The Tigers drafted Faedo at No. 18, lower than he was expected to go, and they were ecstatic to get him. Avila even compared his fierce mentality to former Tiger Max Scherzer. Faedo was a workhorse at Florida — his fastball regularly hit 94 and topped out at 98 in the CWS, but his change-up needs work.
Faedo made the rounds in his first visit to Detroit, from the Henry Ford Museum to the riverfront, and was amazed by all the Tigers gear he saw. He knows how much the Tigers have valued strong arms, from Scherzer to David Price to Rick Porcello to Verlander.
“The one thing I know about the Tigers is, being a Tampa Bay Rays fan my whole life, I got to see Verlander and the pitching staff just shove against us constantly,” Faedo said. “Hopefully I can add to the history of the organization.”
Fading history and fresh looks, the prevailing theme these days. Faedo and Verlander met briefly Wednesday, quick hellos between the stalwart and the newbie.
Verlander feels the shift and completely understands it. You get the sense he’d accept whatever the Tigers chose to do, as long as he lands on a team poised to win. And if a club is willing to ante up for him, it’s expecting to win immediately.
As a rookie back in 2006, Verlander had no idea the Tigers would win so quickly, and then no idea his two World Series appearances would end ingloriously. Has the passage of time made the title chase more urgent?
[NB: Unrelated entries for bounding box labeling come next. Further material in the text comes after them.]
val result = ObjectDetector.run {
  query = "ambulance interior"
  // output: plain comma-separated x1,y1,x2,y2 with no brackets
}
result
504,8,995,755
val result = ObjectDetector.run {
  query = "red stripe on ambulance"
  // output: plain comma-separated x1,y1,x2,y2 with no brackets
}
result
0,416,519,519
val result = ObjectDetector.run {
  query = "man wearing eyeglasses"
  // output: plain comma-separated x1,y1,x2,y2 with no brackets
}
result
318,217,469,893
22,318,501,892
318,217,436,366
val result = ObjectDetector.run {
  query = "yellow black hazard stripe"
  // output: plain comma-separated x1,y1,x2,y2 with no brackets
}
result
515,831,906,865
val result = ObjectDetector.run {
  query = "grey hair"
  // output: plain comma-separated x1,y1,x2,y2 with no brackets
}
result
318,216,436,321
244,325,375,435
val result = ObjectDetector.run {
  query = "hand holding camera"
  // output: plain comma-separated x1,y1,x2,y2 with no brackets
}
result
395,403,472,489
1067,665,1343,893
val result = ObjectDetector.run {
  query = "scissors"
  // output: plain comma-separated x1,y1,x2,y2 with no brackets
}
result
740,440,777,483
“Yes and no,” Verlander said. “I think I realize how much harder it is now; it was kind of a Cinderella story early for myself and the city and the ballclub. The flip side is, I’m not sitting here thinking I’m at the very end of my career. If you’d asked me a few years ago, it might’ve been a different story. But right now, my body and arm feel great. I think I have a lot of time left. Hopefully we can win for this organization.”
He said it respectfully, and his affinity for Detroit is genuine. So is his competitiveness. And so is the business of baseball, which he first discovered way back then, when he was the promising youngster seeing Comerica Park for the first time.
In a way, homegrown stars and self-built eras are the best kind. But they’re not immune to the ravages of time and the realities of the game, a simple lesson likely to be written anew.